361 | porque um dia eu vou morrer

mari
4 min readSep 2, 2023

Mais uma vez me repito: a vida tem um jeito muito louco de acontecer, né?

Agora que vejo a linha de chegada tão perto me sinto feliz por ter começado esse caminho totalmente desnecessário e por isso tão absolutamente necessário.

Vem aí um novo ciclo e sabe-se lá o que vem por aí. Tenho ideias, tenho muitas ideias, mas ideias eu sempre tive.

Tento encontrar um fechamento digno do ordinário enquanto penso no próximo projeto. Calma. Ainda não acabou, apesar de estar acabando e acho que talvez uma próxima etapa seja justamente aprender a deixar que acabe e dar ao fim o meu próprio.

Fiz por mim porque sim. Por mim. Porque sim. Porque eu quis. Porque EU quis. Eu. Eu quis. Eu quis e eu fui lá e fiz. E agora tenho algo em minhas mãos. Algo que não existia antes e que agora existe porque eu botei no mundo. O que fazer agora com isso sou eu que decido. Eu. Eu que decido. Decido por mim.

Tem essa coisa que é muito presente em tudo o que você fala, mas que você fala muito pouco sobre. Foi algo assim que você disse e eu não sei se entendi. Talvez eu esteja falando errado. Perguntei, você tentou explicar. Mas à essa altura do campeonato a gente já estava mais pra lá do que pra cá e qualquer comunicação que faça sentido foi pro brejo. Ainda bem. Mas fiquei com isso na cabeça.

Me pergunto o que vou encontrar quando reler tudo isso e sei que esse precisa ser o próximo passo. Tenho um pouco de medo, confesso. Medo de me descobrir alguém que não conheço quando ao invés de me escrever eu estiver me lendo. Medo do que vou pensar sobre mim. Medo de não gostar de mim. Vários medos que não são medo de verdade porque na verdade o que tenho não é medo, é vontade pra caralho. Me apresento a mim dessa forma, um dia de cada vez para ser engolida da forma que me convier e digerida da forma que eu aguentar.

Acho que quando penso na minha vida — e quando digo minha vida digo a linha do tempo inteira de nascimento a morte, a linha do tempo que um dia vai ser comprimida em memórias e em poucas frases até que o único resquício de que um dia estive aqui seja meu nome e até ele se perca em meio a tantos outros — penso que se vivo é pra me buscar por aí e realmente espero que minha morte tenha paciência pra não chegar até que eu já esteja virada do avesso, ou pelo menos com vísceras o suficiente à mostra [e não, universo, eu não digo literalmente, ok, por favor].

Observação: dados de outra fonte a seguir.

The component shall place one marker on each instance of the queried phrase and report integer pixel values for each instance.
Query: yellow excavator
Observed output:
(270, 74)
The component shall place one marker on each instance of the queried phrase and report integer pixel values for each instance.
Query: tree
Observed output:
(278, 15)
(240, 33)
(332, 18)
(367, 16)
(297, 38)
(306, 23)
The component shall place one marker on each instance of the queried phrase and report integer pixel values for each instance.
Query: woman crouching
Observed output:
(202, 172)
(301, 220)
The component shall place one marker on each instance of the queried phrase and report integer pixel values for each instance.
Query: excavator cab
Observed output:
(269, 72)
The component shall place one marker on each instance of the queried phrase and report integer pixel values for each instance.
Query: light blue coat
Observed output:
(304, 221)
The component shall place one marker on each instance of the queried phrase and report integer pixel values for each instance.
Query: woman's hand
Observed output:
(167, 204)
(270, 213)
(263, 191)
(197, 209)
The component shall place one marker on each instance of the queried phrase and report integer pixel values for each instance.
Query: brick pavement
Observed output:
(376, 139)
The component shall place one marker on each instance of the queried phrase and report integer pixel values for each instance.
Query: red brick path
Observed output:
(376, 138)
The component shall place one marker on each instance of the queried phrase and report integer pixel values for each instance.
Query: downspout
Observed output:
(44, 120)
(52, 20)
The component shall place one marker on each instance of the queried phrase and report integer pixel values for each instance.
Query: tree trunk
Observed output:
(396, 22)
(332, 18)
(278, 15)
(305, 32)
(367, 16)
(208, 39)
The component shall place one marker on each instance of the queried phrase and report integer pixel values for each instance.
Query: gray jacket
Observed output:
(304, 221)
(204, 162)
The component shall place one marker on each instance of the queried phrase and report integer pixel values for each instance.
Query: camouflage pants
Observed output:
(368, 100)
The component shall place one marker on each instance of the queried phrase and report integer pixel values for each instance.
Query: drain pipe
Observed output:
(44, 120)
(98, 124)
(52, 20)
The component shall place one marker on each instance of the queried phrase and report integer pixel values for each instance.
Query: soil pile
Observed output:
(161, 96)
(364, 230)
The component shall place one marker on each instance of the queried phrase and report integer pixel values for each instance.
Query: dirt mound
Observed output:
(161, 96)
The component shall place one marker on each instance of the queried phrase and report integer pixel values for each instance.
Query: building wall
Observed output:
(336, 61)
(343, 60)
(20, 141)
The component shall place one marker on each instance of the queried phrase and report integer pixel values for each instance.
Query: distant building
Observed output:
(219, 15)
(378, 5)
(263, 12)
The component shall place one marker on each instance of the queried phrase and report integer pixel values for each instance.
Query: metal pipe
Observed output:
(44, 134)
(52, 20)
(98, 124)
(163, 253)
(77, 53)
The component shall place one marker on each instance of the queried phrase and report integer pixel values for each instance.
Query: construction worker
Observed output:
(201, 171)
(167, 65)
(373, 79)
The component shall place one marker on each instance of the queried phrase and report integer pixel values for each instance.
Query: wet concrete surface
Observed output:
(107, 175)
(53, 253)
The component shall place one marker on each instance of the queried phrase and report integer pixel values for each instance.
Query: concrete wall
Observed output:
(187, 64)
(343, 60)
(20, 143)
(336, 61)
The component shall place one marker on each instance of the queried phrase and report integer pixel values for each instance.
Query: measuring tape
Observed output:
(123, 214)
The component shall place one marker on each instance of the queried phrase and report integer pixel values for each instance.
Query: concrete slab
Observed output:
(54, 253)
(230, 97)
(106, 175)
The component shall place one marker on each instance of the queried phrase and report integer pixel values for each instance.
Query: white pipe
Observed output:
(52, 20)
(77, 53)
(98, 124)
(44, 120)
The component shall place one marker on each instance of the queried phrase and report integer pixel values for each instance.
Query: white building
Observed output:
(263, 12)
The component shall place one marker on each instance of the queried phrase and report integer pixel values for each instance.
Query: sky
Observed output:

É estranho falar sobre isso dessa forma e por tanto estranhamento acho que nunca me permiti, como se falar em morte fosse a puxar para perto de alguma forma e faço isso desde que eu me lembre por gente, rezando minha ave maria mesmo sem acreditar em ave marias porque era o que me falavam pra fazer toda noite e especialmente quando eu sentia medo, mas rezar ave maria me deixava com mais medo ainda porque nela dizia até a hora da nossa morte, parte que eu discretamente deixava de fora.

Sempre tive medo de morrer e falar isso me faz lembrar do velório de alguma tia avó da qual não lembro do nome e nem da pessoa. Lembro do cheiro da igreja, lembro do peso do cemitério, lembro da pele branca e vazia e dos rostos mortos nas fotos antigas das lápides quebradas do cemitério na beira da estrada e que pelo amor de deus ninguém invente de me deixar enterrada lá.

Escrevo porque tenho medo de morrer sem ter vivido uma aventura digna de ser escrita, sem me conhecer e sem ser conhecida. Tenho medo de morrer incompreendida e sozinha. Tenho medo de desaparecer no mesmo vazio que contemplo todos os dias. Tenho medo de deixar de ser eu, de sumir, de ser esquecida. Tenho medo de ser bruscamente interrompida então continuo falando e falando e falando como se preencher o vazio com palavras fosse o impedir de um dia se preencher de mim.

Um dia eu vou morrer. Um dia eu vou ser vazio e deixar de falar isso não vai fazer com que não aconteça. E olha, sendo bem sincera, pelo que conheço de mim até então é bem capaz de eu me amarrar em ser vazio, viu? Talvez lá seja possível ser magia o tempo inteiro, talvez lá nem tenha tempo.

Se eu me for sem ter dito tudo o que quero dizer, pelo menos vou sabendo que disse um bom bocado, que quem quiser me entender vai sempre poder me encontrar nas entrelinhas e que talvez quem se permitir preencher de vazio perceba a minha voz bem lá no fundo do silêncio, ainda tagarelando.